Quoi qu'il en soit, au vu de ce règlement, fondé notamment sur l'art. 9 LPEP, et du temps d'intervention nécessité par les événements, le tribunal ne voit pas de motif de s'écarter du montant total retenu, qui n'est pas disproportionné à l'ensemble des circonstances (soit 24h45 - cf. let. b ci-dessus - x 150 fr., soit un total de 3'712 fr. 50 s'agissant de la main d'œuvre). A ce montant s'ajoutent les autres frais - non contestés -, soit les frais de déplacement, les frais administratifs, les frais d'usure de matériel et les produits utilisés et enfin les frais Liaudet Pial et CRIDEC. En conséquence, le montant de la facture des frais d'intervention relative à la pollution du 7 octobre 2011 n'est pas disproportionné à l'ensemble des circonstances et la décision attaquée doit dès lors être confirmée.
5. Il résulte de ce qui précède que le recours doit être rejeté et la décision attaquée, confirmée. Succombant, la recourante supporte les fais de justice et n'a pas droit à des dépens (art. 49, 55, 91 et 99 LPA-VD).
Par ces motifs
la Cour de droit administratif et public
du Tribunal cantonal
arrête:
I. Le recours est rejeté.
II. La décision du 15 mai 2012 du Service des eaux, sols et assainissement est confirmée.
III. Un émolument judiciaire de 2'500 (deux mille cinq cents) francs est mis à la charge d'Agemo SA.
IV. Il n'est pas alloué de dépens.
Lausanne, le 26 février 2013
Le président: La
greffière:
Le présent arrêt est communiqué aux destinataires de l'avis d'envoi ci-joint.
Il peut faire l'objet, dans les trente jours suivant sa notification, d'un recours au Tribunal fédéral.
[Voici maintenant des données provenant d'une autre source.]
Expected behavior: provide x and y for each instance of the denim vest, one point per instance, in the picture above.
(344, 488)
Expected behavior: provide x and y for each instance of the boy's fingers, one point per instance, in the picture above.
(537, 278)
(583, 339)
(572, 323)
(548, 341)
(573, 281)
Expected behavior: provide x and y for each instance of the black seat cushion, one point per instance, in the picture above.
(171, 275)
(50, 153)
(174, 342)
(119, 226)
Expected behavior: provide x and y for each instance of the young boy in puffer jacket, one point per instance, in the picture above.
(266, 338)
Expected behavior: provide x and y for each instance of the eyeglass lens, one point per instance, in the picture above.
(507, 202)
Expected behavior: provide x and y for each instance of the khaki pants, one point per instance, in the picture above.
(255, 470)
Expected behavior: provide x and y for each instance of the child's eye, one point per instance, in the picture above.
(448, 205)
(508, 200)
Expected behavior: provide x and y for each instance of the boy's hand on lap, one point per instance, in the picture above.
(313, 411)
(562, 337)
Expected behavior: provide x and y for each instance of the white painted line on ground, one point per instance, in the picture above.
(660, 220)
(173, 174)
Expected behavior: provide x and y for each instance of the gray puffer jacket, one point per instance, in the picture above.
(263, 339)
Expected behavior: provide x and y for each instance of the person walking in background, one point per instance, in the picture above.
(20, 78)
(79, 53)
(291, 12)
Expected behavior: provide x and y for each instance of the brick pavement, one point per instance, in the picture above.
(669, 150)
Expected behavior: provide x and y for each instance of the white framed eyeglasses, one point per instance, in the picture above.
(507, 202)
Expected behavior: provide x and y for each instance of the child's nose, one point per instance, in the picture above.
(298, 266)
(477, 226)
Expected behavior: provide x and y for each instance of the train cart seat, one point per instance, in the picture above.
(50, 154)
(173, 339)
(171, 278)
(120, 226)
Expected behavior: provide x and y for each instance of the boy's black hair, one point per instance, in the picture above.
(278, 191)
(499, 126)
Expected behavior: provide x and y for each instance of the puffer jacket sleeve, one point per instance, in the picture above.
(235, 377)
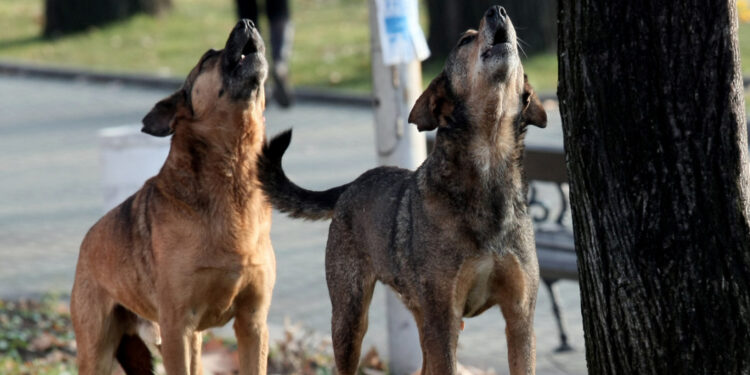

Le recours en matière de droit public s'exerce aux conditions des articles 82 ss de la loi du 17 juin 2005 sur le Tribunal fédéral (LTF - RS 173.110), le recours constitutionnel subsidiaire à celles des articles 113 ss LTF. Le mémoire de recours doit être rédigé dans une langue officielle, indiquer les conclusions, les motifs et les moyens de preuve, et être signé. Les motifs doivent exposer succinctement en quoi l’acte attaqué viole le droit. Les pièces invoquées comme moyens de preuve doivent être jointes au mémoire, pour autant qu’elles soient en mains de la partie; il en va de même de la décision attaquée.